Quindi sia il laico camilliano sia il religioso troveranno
prima di tutto e sopra tutto la loro identità nell’essere christifideles
nel cuore del popolo di Dio. Assieme formano una comunità basata sulla
comunione e sul rispetto per l’altrui ministero. Ciascuno accetta i doni
dell’altro e si sforza di creare lo spazio dove essi possano essere messi in
atto.
In secondo luogo, il religioso deve ricordare che oggi il laicato è
costituito di membri adulti della Chiesa; non deve perciò essere trattato in
modo infantile. Bisogna pertanto comunicare il carisma in una forma che non sia
paternalistica. Va riscoperta la spiritualità dell’ordinario, del feriale.

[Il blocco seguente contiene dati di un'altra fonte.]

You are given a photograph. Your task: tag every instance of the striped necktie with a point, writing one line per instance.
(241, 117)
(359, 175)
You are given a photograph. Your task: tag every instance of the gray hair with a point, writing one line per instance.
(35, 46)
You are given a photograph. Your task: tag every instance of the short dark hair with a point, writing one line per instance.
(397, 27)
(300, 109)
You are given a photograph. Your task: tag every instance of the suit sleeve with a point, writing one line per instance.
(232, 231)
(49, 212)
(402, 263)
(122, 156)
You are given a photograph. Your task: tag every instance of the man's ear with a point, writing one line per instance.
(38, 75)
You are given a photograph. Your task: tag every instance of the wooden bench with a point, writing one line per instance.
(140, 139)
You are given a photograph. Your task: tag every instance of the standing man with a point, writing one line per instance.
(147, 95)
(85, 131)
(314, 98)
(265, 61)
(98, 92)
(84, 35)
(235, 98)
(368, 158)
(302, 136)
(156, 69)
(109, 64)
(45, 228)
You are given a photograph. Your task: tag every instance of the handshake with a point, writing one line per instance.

Non
si ha quindi a che fare con persone che sono delle tabulae
rasae quando si tratta di condividere la nostra
spiritualità. In questo senso, ha sottolineato p. Monks,
se c’è molto da dare, c’è anche molto da imparare.
Pertanto, ha aggiunto, va chiarita la nostra conoscenza del ministero.
Inoltre che la partecipazione alla vita della Chiesa non si basa sul genere, il
celibato o lo stato matrimoniale, ma sui talenti, le competenze e le capacità
che la Chiesa richiede nel compimento della sua missione. Sotto questo punto di
vista non ci devono essere incertezze nemmeno circa il ruolo femminile, tanto
più che il carisma camilliano è più incline ad
attirare le donne che non gli uomini, per questo è importante che ci sia
chiarezza sul ruolo della donna.
Un altro punto basilare consiste nel trasmettere al laicato il messaggio in
un linguaggio intelligibile. In effetti, ha affermato p. Monks,
bisogna riconoscere che la comunicazione e la chiarezza di espressione non sono
davvero una delle maggiori doti delle guide ecclesiastiche… Quando devo leggere
due o tre volte un testo per capirne il significato, o quando il contenuto è
espresso attraverso una terminologia oscura che ha bisogno di dizionari
specialistici, allora vuol dire che la colpa non sta necessariamente
nell’ignoranza di chi legge.
Non sarà pertanto possibile presentare con chiarezza agli altri ciò che non
è chiaro per noi. In particolare il religioso dovrà essere chiaro per quanto
riguarda la propria identità. Egli inoltre dovrà comprendere il termine carisma
alla luce dell’odierna teologia della vita consacrata e avere chiaro il suo
carisma particolare. Purtroppo ciò non avviene sempre.
C’è inoltre bisogno di avere un chiaro concetto del sacerdozio in linea col
concilio.
Infine, ha sottolineato p. Monks, è necessario
insistere sull’esigenza di integrità e di fedeltà da parte del religioso che si
impegna nel ministero di collaborazione. Bisogna essere uomini di Dio, uomini
di Chiesa, genuini camilliani; soprattutto bisogna
essere se stessi.
Per concludere, p. Monks ha ricordato quanto sia
importante la formazione sia per il laicato sia per il religioso se si vuole
giungere a una collaborazione significativa.